Water Depletion Threatens Major Cities and Entire Populations

Water emergencies threaten populations worldwide as essential supplies dwindle. Afghanistan’s capital, Kabul, may become the first modern city to completely exhaust its water, according to the report. In Mexico, the capital sinks roughly 20 inches annually as pumping drains the massive aquifer beneath the metropolis. Cities including Cape Town, South Africa, and Chennai, India, have approached “day zero” scenarios where taps would run dry for millions of residents. These crises affect urban areas regardless of size, wealth, or geographic location, researchers noted.
Western US states remain locked in ongoing disputes over the diminishing Colorado River, where drought has permanently reduced flows. Madani emphasized that water allocation agreements rest on environmental conditions that no longer exist. The situation isn’t temporary, he said, but rather “a permanent new condition, and we have less water than before.” Hydropower facilities from Zambia to Nevada have watched reservoir levels fall to depths where electricity generation becomes impossible, compounding energy challenges and demonstrating how water scarcity cascades across multiple sectors.

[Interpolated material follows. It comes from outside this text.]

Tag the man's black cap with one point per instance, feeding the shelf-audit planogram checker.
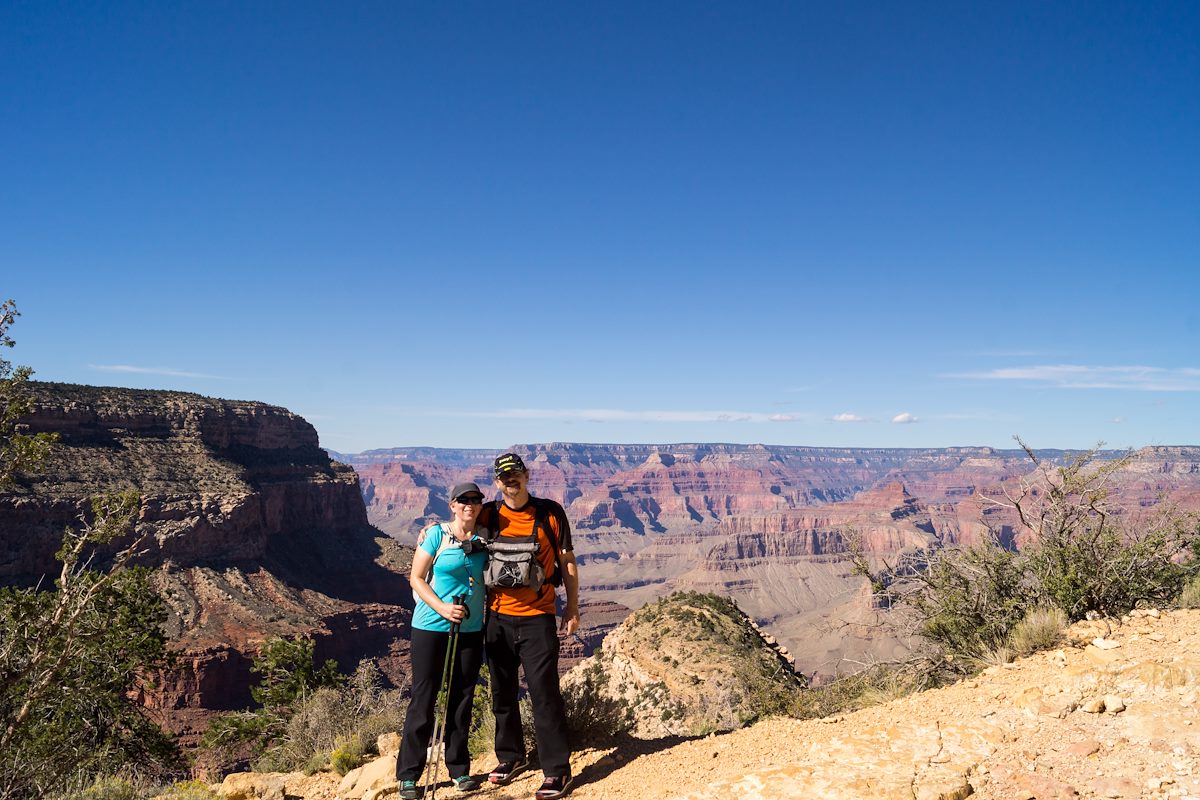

The Middle East and North Africa face particularly severe water stress combined with extreme climate vulnerability, the report notes. Madani, born in Tehran, recalled watching archival footage where narrators described Iran’s capital facing a water “crisis” decades ago. Today, the same terminology describes ongoing shortages that have prompted President Masoud Pezeshkian to consider evacuating Tehran entirely. Water scarcity across Iran has triggered rationing, electricity cuts, and rising food costs, economic pressures that helped fuel the country’s current mass protest movement and subsequent government crackdown.
Experts Call for Complete Restructuring of Global Water Management

Transforming agriculture represents the greatest opportunity for change, according to the report. Farming consumes 70 percent of global water usage, making it the primary target for reform. Governments may need to restrict irrigation and groundwater extraction or mandate transitions to crops requiring less water, said Rabi Mohtar, a hydrologist leading the Water-Energy-Food Nexus Research Group at Texas A&M University. Additional measures include implementing regulations preventing pesticides, fertilizers, and agricultural runoff from polluting already scarce water supplies.
Additional strategies include better water monitoring, reducing pollution, and strengthening protections for wetlands and groundwater, the report states. Just as companies filing Chapter 11 bankruptcy must restructure operations and renegotiate contracts, nations should reassess actual water availability and prioritize among competing claims. Solutions may require limiting development in water-stressed areas. Cities including Los Angeles, Las Vegas, and Tehran have encouraged expansion despite constrained supplies, Madani noted, where “everything looks right until it’s not,” and recovery becomes impossible.
Recognizing water bankruptcy enables countries to shift from reactive crisis management toward long-term damage mitigation strategies, Madani said. Water issues could serve as a “bridge in a fragmented world,” the report authors wrote, providing common ground that transcends political divisions. “We are seeing more and more countries appreciating the value of it and the importance of it, and that’s what makes me hopeful,” Madani said. Addressing water challenges also yields benefits beyond hydration, including improved air quality from restored wetlands and enhanced carbon absorption in replenished soils.